Cloud ASR MCP
December 14, 2025 · View on GitHub
A Model Context Protocol (MCP) server for audio transcription using multimodal LLMs—not traditional ASR.
How It Works
Unlike conventional speech-to-text (Whisper, etc.), this MCP uses audio-capable multimodal models (Gemini, GPT-4o Audio, Voxtral) that process audio in a single pass. The key advantage: you can provide text prompt guidance to clean up transcripts on the fly—removing filler words, formatting speaker turns, or applying custom instructions—all in one API call.

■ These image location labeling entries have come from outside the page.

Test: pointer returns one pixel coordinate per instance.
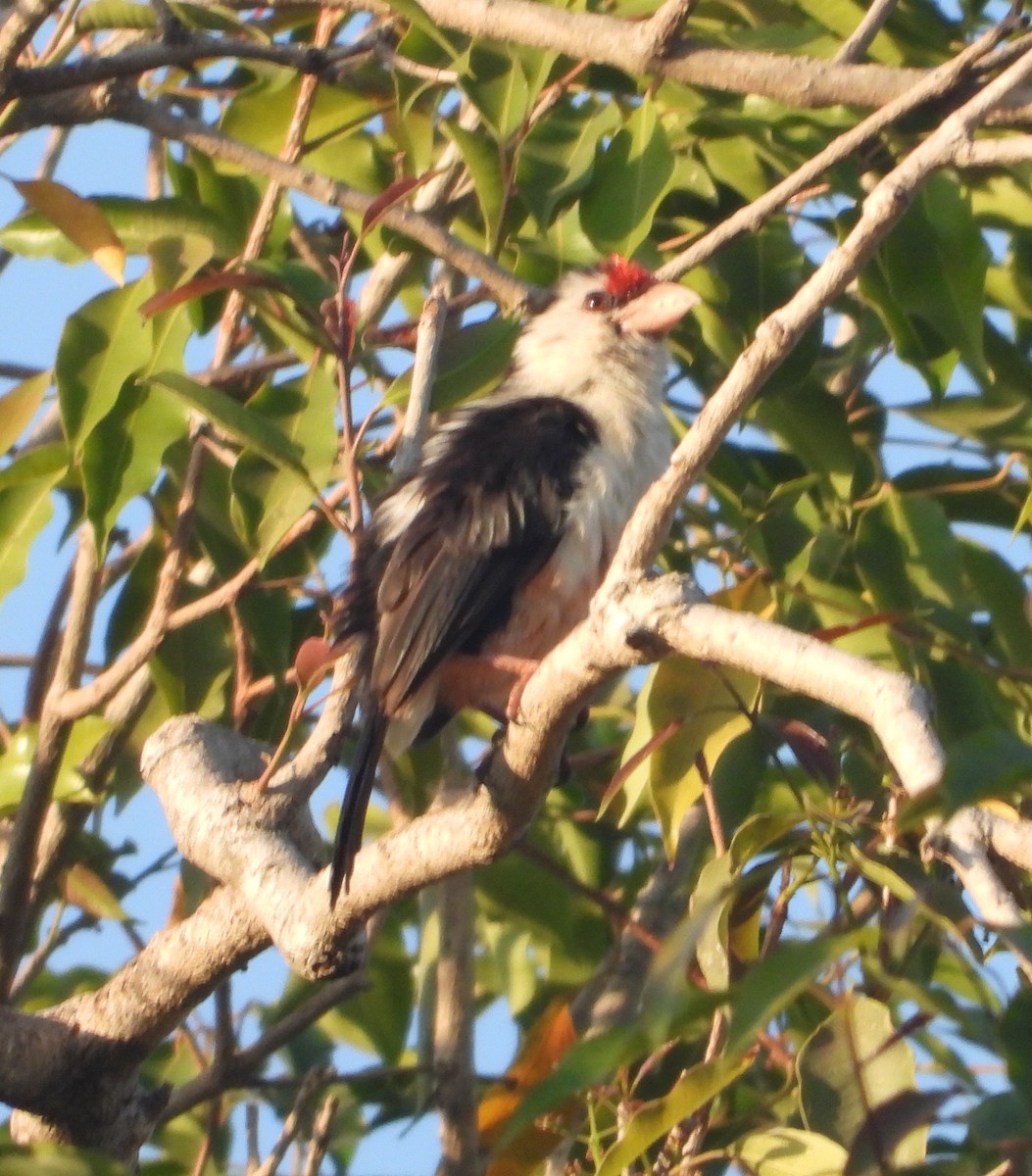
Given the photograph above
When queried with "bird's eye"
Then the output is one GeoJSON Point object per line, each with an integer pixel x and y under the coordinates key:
{"type": "Point", "coordinates": [599, 300]}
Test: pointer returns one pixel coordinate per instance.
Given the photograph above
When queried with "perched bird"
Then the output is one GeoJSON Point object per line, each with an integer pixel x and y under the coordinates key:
{"type": "Point", "coordinates": [472, 568]}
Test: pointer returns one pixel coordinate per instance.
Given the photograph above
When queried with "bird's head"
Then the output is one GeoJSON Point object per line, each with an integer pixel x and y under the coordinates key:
{"type": "Point", "coordinates": [605, 324]}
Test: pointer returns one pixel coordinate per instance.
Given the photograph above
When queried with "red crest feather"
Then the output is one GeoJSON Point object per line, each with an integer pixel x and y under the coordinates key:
{"type": "Point", "coordinates": [625, 280]}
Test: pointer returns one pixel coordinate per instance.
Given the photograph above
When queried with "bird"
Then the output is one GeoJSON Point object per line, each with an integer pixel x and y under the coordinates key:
{"type": "Point", "coordinates": [487, 556]}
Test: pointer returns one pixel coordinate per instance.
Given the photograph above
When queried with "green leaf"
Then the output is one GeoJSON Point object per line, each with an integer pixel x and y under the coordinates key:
{"type": "Point", "coordinates": [707, 709]}
{"type": "Point", "coordinates": [469, 365]}
{"type": "Point", "coordinates": [695, 1088]}
{"type": "Point", "coordinates": [19, 406]}
{"type": "Point", "coordinates": [989, 762]}
{"type": "Point", "coordinates": [16, 762]}
{"type": "Point", "coordinates": [270, 499]}
{"type": "Point", "coordinates": [789, 1152]}
{"type": "Point", "coordinates": [813, 426]}
{"type": "Point", "coordinates": [139, 224]}
{"type": "Point", "coordinates": [122, 458]}
{"type": "Point", "coordinates": [104, 15]}
{"type": "Point", "coordinates": [484, 166]}
{"type": "Point", "coordinates": [25, 510]}
{"type": "Point", "coordinates": [104, 345]}
{"type": "Point", "coordinates": [497, 86]}
{"type": "Point", "coordinates": [909, 557]}
{"type": "Point", "coordinates": [88, 892]}
{"type": "Point", "coordinates": [929, 281]}
{"type": "Point", "coordinates": [558, 157]}
{"type": "Point", "coordinates": [420, 21]}
{"type": "Point", "coordinates": [849, 1067]}
{"type": "Point", "coordinates": [632, 173]}
{"type": "Point", "coordinates": [247, 428]}
{"type": "Point", "coordinates": [774, 982]}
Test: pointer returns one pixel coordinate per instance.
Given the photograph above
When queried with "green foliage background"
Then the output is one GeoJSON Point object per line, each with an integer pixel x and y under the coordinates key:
{"type": "Point", "coordinates": [871, 499]}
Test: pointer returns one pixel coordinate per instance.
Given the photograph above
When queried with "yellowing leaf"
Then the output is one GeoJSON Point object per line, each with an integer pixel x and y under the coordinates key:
{"type": "Point", "coordinates": [19, 406]}
{"type": "Point", "coordinates": [80, 220]}
{"type": "Point", "coordinates": [89, 893]}
{"type": "Point", "coordinates": [546, 1044]}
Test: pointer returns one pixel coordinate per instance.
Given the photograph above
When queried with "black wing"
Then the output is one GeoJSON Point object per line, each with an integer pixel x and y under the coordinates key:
{"type": "Point", "coordinates": [490, 513]}
{"type": "Point", "coordinates": [494, 500]}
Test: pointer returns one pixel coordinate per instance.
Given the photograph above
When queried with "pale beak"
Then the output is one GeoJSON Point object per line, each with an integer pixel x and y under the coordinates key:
{"type": "Point", "coordinates": [655, 312]}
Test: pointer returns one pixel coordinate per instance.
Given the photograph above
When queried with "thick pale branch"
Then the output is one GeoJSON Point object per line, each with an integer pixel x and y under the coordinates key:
{"type": "Point", "coordinates": [780, 330]}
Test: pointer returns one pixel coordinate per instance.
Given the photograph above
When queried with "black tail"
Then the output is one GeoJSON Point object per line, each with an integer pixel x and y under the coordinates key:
{"type": "Point", "coordinates": [356, 801]}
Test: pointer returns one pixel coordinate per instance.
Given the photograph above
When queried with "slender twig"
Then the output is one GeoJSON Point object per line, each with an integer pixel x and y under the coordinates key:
{"type": "Point", "coordinates": [935, 85]}
{"type": "Point", "coordinates": [237, 1068]}
{"type": "Point", "coordinates": [424, 364]}
{"type": "Point", "coordinates": [76, 704]}
{"type": "Point", "coordinates": [860, 40]}
{"type": "Point", "coordinates": [17, 32]}
{"type": "Point", "coordinates": [511, 291]}
{"type": "Point", "coordinates": [16, 880]}
{"type": "Point", "coordinates": [454, 1016]}
{"type": "Point", "coordinates": [264, 219]}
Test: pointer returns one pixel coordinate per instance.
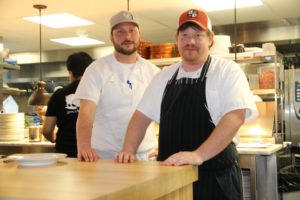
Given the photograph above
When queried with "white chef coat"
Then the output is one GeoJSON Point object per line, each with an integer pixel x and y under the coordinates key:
{"type": "Point", "coordinates": [116, 88]}
{"type": "Point", "coordinates": [227, 89]}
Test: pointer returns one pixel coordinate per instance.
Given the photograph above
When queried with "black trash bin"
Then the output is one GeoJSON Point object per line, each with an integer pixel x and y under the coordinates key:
{"type": "Point", "coordinates": [289, 181]}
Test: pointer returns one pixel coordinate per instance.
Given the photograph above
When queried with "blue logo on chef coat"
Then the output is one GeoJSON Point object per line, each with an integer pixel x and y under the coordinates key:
{"type": "Point", "coordinates": [70, 104]}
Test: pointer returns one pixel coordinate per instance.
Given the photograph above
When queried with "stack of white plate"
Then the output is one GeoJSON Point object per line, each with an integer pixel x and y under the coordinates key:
{"type": "Point", "coordinates": [11, 126]}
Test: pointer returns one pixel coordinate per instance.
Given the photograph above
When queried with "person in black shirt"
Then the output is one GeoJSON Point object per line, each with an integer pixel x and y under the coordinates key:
{"type": "Point", "coordinates": [62, 112]}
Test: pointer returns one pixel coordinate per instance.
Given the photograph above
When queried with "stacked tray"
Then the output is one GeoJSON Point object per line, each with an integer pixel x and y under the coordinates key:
{"type": "Point", "coordinates": [144, 49]}
{"type": "Point", "coordinates": [11, 126]}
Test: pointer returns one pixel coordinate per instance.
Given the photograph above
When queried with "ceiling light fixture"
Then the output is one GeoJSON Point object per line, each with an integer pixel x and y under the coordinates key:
{"type": "Point", "coordinates": [217, 5]}
{"type": "Point", "coordinates": [77, 41]}
{"type": "Point", "coordinates": [60, 20]}
{"type": "Point", "coordinates": [39, 97]}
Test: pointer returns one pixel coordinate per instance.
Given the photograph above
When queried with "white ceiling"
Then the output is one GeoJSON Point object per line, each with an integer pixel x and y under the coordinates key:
{"type": "Point", "coordinates": [158, 19]}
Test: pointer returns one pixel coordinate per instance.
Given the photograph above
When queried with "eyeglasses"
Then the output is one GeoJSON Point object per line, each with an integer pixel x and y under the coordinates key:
{"type": "Point", "coordinates": [123, 32]}
{"type": "Point", "coordinates": [195, 36]}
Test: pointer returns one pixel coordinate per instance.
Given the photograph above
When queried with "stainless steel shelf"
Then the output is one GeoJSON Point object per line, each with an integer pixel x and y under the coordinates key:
{"type": "Point", "coordinates": [9, 66]}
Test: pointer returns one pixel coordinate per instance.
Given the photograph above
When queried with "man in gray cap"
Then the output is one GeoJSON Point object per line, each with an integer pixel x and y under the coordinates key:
{"type": "Point", "coordinates": [109, 92]}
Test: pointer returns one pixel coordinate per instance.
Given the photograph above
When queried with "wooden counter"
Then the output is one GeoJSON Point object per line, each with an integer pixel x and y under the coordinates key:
{"type": "Point", "coordinates": [71, 179]}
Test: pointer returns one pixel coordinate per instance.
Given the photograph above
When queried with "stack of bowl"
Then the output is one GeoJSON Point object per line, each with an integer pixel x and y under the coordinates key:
{"type": "Point", "coordinates": [11, 126]}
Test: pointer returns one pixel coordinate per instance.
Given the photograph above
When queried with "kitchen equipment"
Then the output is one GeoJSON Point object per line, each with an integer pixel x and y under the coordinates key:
{"type": "Point", "coordinates": [11, 126]}
{"type": "Point", "coordinates": [35, 133]}
{"type": "Point", "coordinates": [221, 44]}
{"type": "Point", "coordinates": [292, 105]}
{"type": "Point", "coordinates": [167, 50]}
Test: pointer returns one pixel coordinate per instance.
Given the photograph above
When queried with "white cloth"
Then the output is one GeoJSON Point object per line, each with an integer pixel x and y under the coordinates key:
{"type": "Point", "coordinates": [227, 89]}
{"type": "Point", "coordinates": [116, 88]}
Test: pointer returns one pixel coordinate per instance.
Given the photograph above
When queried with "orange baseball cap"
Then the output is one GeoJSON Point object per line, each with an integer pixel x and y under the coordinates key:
{"type": "Point", "coordinates": [198, 17]}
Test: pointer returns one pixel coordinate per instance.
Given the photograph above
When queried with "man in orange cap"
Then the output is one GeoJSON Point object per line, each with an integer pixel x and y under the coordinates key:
{"type": "Point", "coordinates": [199, 103]}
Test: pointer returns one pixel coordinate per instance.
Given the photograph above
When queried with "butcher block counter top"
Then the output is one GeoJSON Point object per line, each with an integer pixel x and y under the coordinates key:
{"type": "Point", "coordinates": [104, 179]}
{"type": "Point", "coordinates": [26, 142]}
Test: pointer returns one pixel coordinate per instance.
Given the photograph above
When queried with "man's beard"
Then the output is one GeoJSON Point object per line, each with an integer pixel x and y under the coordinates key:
{"type": "Point", "coordinates": [121, 50]}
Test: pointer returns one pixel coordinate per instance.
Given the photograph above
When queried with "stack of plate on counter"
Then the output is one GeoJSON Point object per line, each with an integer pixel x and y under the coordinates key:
{"type": "Point", "coordinates": [11, 126]}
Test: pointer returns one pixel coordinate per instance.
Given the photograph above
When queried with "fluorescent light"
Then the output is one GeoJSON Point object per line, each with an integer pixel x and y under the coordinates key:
{"type": "Point", "coordinates": [77, 41]}
{"type": "Point", "coordinates": [214, 5]}
{"type": "Point", "coordinates": [60, 20]}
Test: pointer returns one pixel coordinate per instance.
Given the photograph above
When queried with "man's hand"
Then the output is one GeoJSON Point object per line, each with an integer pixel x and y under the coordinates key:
{"type": "Point", "coordinates": [125, 157]}
{"type": "Point", "coordinates": [87, 154]}
{"type": "Point", "coordinates": [183, 158]}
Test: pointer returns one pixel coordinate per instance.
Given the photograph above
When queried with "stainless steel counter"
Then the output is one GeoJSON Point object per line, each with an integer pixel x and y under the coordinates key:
{"type": "Point", "coordinates": [262, 165]}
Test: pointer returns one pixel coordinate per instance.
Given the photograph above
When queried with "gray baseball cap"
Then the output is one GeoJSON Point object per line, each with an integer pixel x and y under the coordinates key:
{"type": "Point", "coordinates": [120, 17]}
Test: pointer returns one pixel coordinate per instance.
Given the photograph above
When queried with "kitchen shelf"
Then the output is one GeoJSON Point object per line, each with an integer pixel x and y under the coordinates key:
{"type": "Point", "coordinates": [263, 91]}
{"type": "Point", "coordinates": [244, 57]}
{"type": "Point", "coordinates": [165, 61]}
{"type": "Point", "coordinates": [13, 91]}
{"type": "Point", "coordinates": [9, 66]}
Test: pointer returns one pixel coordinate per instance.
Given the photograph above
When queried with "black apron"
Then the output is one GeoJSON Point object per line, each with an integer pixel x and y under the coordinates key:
{"type": "Point", "coordinates": [185, 124]}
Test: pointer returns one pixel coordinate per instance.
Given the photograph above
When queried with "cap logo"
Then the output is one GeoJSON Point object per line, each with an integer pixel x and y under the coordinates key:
{"type": "Point", "coordinates": [192, 13]}
{"type": "Point", "coordinates": [128, 16]}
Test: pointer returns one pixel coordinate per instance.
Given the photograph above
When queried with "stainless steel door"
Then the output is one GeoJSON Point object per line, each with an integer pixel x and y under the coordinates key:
{"type": "Point", "coordinates": [292, 106]}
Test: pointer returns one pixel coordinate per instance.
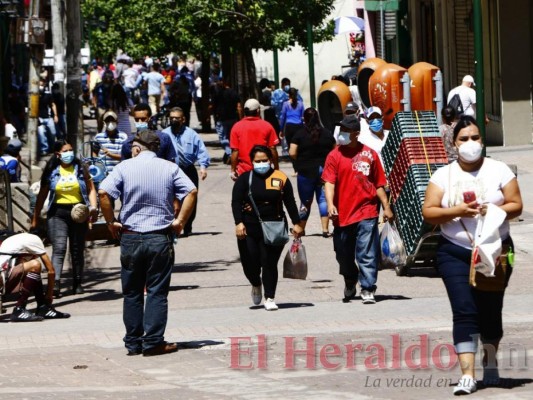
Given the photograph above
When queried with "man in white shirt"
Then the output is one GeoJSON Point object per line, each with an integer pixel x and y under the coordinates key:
{"type": "Point", "coordinates": [372, 133]}
{"type": "Point", "coordinates": [467, 95]}
{"type": "Point", "coordinates": [156, 88]}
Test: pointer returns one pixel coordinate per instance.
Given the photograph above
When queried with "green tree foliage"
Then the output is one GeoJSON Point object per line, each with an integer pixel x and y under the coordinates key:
{"type": "Point", "coordinates": [158, 27]}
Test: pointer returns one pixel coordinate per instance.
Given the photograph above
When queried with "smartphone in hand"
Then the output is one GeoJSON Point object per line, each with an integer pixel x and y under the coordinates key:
{"type": "Point", "coordinates": [469, 196]}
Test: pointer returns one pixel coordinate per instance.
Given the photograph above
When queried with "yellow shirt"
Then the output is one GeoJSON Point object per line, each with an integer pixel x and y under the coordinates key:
{"type": "Point", "coordinates": [67, 188]}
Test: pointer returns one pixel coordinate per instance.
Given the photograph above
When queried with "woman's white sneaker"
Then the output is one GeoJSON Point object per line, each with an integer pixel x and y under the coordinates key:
{"type": "Point", "coordinates": [257, 295]}
{"type": "Point", "coordinates": [466, 385]}
{"type": "Point", "coordinates": [270, 305]}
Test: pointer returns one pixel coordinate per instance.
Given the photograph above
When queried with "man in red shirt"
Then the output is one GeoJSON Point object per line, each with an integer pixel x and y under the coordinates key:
{"type": "Point", "coordinates": [354, 182]}
{"type": "Point", "coordinates": [245, 134]}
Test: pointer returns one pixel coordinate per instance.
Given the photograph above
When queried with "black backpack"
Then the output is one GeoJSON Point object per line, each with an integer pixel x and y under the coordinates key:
{"type": "Point", "coordinates": [457, 105]}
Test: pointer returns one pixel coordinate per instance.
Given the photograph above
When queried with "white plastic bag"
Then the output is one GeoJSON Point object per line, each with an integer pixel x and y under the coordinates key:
{"type": "Point", "coordinates": [295, 263]}
{"type": "Point", "coordinates": [392, 248]}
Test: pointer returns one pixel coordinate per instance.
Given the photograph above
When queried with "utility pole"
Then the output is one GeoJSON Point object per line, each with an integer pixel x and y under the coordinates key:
{"type": "Point", "coordinates": [480, 76]}
{"type": "Point", "coordinates": [36, 60]}
{"type": "Point", "coordinates": [73, 102]}
{"type": "Point", "coordinates": [58, 40]}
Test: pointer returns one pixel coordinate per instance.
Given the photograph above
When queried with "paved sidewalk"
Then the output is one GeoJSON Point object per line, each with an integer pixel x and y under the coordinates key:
{"type": "Point", "coordinates": [210, 308]}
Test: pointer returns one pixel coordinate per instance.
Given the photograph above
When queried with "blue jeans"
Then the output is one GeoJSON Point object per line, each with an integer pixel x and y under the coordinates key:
{"type": "Point", "coordinates": [475, 313]}
{"type": "Point", "coordinates": [46, 134]}
{"type": "Point", "coordinates": [306, 188]}
{"type": "Point", "coordinates": [223, 129]}
{"type": "Point", "coordinates": [61, 228]}
{"type": "Point", "coordinates": [359, 243]}
{"type": "Point", "coordinates": [147, 261]}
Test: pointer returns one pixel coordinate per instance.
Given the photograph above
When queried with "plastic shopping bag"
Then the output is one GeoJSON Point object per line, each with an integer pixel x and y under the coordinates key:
{"type": "Point", "coordinates": [295, 263]}
{"type": "Point", "coordinates": [392, 248]}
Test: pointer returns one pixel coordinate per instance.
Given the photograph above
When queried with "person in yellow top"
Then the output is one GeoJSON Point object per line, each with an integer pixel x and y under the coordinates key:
{"type": "Point", "coordinates": [67, 183]}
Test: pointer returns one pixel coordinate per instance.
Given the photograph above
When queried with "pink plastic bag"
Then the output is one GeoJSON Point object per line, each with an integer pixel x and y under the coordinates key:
{"type": "Point", "coordinates": [295, 263]}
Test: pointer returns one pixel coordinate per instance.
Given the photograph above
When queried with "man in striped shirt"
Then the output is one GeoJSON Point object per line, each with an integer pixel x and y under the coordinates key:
{"type": "Point", "coordinates": [145, 225]}
{"type": "Point", "coordinates": [110, 141]}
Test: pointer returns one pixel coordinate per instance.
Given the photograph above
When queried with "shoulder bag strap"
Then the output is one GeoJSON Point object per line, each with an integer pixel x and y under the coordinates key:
{"type": "Point", "coordinates": [251, 198]}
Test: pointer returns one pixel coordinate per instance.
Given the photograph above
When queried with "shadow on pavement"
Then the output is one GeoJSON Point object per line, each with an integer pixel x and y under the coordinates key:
{"type": "Point", "coordinates": [198, 344]}
{"type": "Point", "coordinates": [284, 305]}
{"type": "Point", "coordinates": [187, 287]}
{"type": "Point", "coordinates": [206, 266]}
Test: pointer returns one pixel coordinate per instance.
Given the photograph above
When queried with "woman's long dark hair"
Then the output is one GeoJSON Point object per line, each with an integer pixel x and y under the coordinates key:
{"type": "Point", "coordinates": [464, 121]}
{"type": "Point", "coordinates": [293, 97]}
{"type": "Point", "coordinates": [119, 99]}
{"type": "Point", "coordinates": [312, 123]}
{"type": "Point", "coordinates": [54, 162]}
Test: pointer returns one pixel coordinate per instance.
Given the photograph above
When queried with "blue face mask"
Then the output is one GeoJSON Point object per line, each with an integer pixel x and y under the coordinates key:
{"type": "Point", "coordinates": [141, 126]}
{"type": "Point", "coordinates": [262, 167]}
{"type": "Point", "coordinates": [344, 138]}
{"type": "Point", "coordinates": [67, 157]}
{"type": "Point", "coordinates": [376, 124]}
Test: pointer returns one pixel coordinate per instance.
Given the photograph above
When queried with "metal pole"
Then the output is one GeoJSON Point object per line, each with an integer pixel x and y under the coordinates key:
{"type": "Point", "coordinates": [73, 102]}
{"type": "Point", "coordinates": [36, 59]}
{"type": "Point", "coordinates": [382, 30]}
{"type": "Point", "coordinates": [310, 56]}
{"type": "Point", "coordinates": [480, 77]}
{"type": "Point", "coordinates": [276, 68]}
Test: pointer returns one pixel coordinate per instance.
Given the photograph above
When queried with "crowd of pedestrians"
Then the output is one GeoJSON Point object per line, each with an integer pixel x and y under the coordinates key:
{"type": "Point", "coordinates": [155, 174]}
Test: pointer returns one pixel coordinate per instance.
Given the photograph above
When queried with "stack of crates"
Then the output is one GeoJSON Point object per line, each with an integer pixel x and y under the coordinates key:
{"type": "Point", "coordinates": [413, 151]}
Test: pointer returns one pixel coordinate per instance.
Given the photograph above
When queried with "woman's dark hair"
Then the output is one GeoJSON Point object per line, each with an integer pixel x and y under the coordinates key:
{"type": "Point", "coordinates": [54, 162]}
{"type": "Point", "coordinates": [293, 97]}
{"type": "Point", "coordinates": [259, 148]}
{"type": "Point", "coordinates": [464, 121]}
{"type": "Point", "coordinates": [448, 114]}
{"type": "Point", "coordinates": [312, 123]}
{"type": "Point", "coordinates": [119, 99]}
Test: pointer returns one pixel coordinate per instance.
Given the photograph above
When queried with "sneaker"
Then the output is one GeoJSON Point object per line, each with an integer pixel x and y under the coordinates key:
{"type": "Point", "coordinates": [491, 376]}
{"type": "Point", "coordinates": [162, 348]}
{"type": "Point", "coordinates": [368, 297]}
{"type": "Point", "coordinates": [20, 314]}
{"type": "Point", "coordinates": [270, 305]}
{"type": "Point", "coordinates": [466, 385]}
{"type": "Point", "coordinates": [49, 312]}
{"type": "Point", "coordinates": [349, 293]}
{"type": "Point", "coordinates": [257, 294]}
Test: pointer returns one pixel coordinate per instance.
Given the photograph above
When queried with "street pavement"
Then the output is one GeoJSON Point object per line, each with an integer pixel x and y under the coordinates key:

Tested: Successfully transcribed 50-minute audio files using Gemini in one pass—no chunking required.
Features
- Single-pass transcription - Multimodal LLMs process audio directly, no chunking needed
- Prompt-guided cleanup - Remove filler words, format output, or apply custom instructions
- Multiple backends - Gemini 2.5, GPT-4o Audio, Voxtral via OpenRouter or direct APIs
- Long-form support - Validated with 50+ minute audio files
- Remote file support - Works with MetaMCP via SSE transport
- Optional file output - Save transcripts as markdown files
Tools
OpenRouter (Recommended)
| Tool | Model | Description |
|---|---|---|
openrouter_transcribe | Any | Unified tool with model selection parameter |
openrouter_gemini | Gemini 2.5 Flash | Fast and cost-effective |
openrouter_voxtral | Voxtral Mini | Excellent voice transcription |
openrouter_gpt4o | GPT-4o Audio | High quality transcription |
Direct API Access
| Tool | Backend | Description |
|---|---|---|
voxtral_transcribe | Mistral | Direct Voxtral API (mini/small models) |
gemini_transcribe | Cleaned transcript with filler words removed | |
gemini_transcribe_raw | Verbatim transcript | |
openai_transcribe | OpenAI | Whisper gpt-4o-transcribe |
openai_transcribe_economy | OpenAI | Whisper gpt-4o-mini-transcribe |
Installation
From npm
npm install -g cloud-asr-mcp
From source
git clone https://github.com/danielrosehill/Cloud-ASR-MCP.git
cd Cloud-ASR-MCP/mcp
npm install
npm run build
Configuration
Environment Variables
# OpenRouter (recommended - single key for all models)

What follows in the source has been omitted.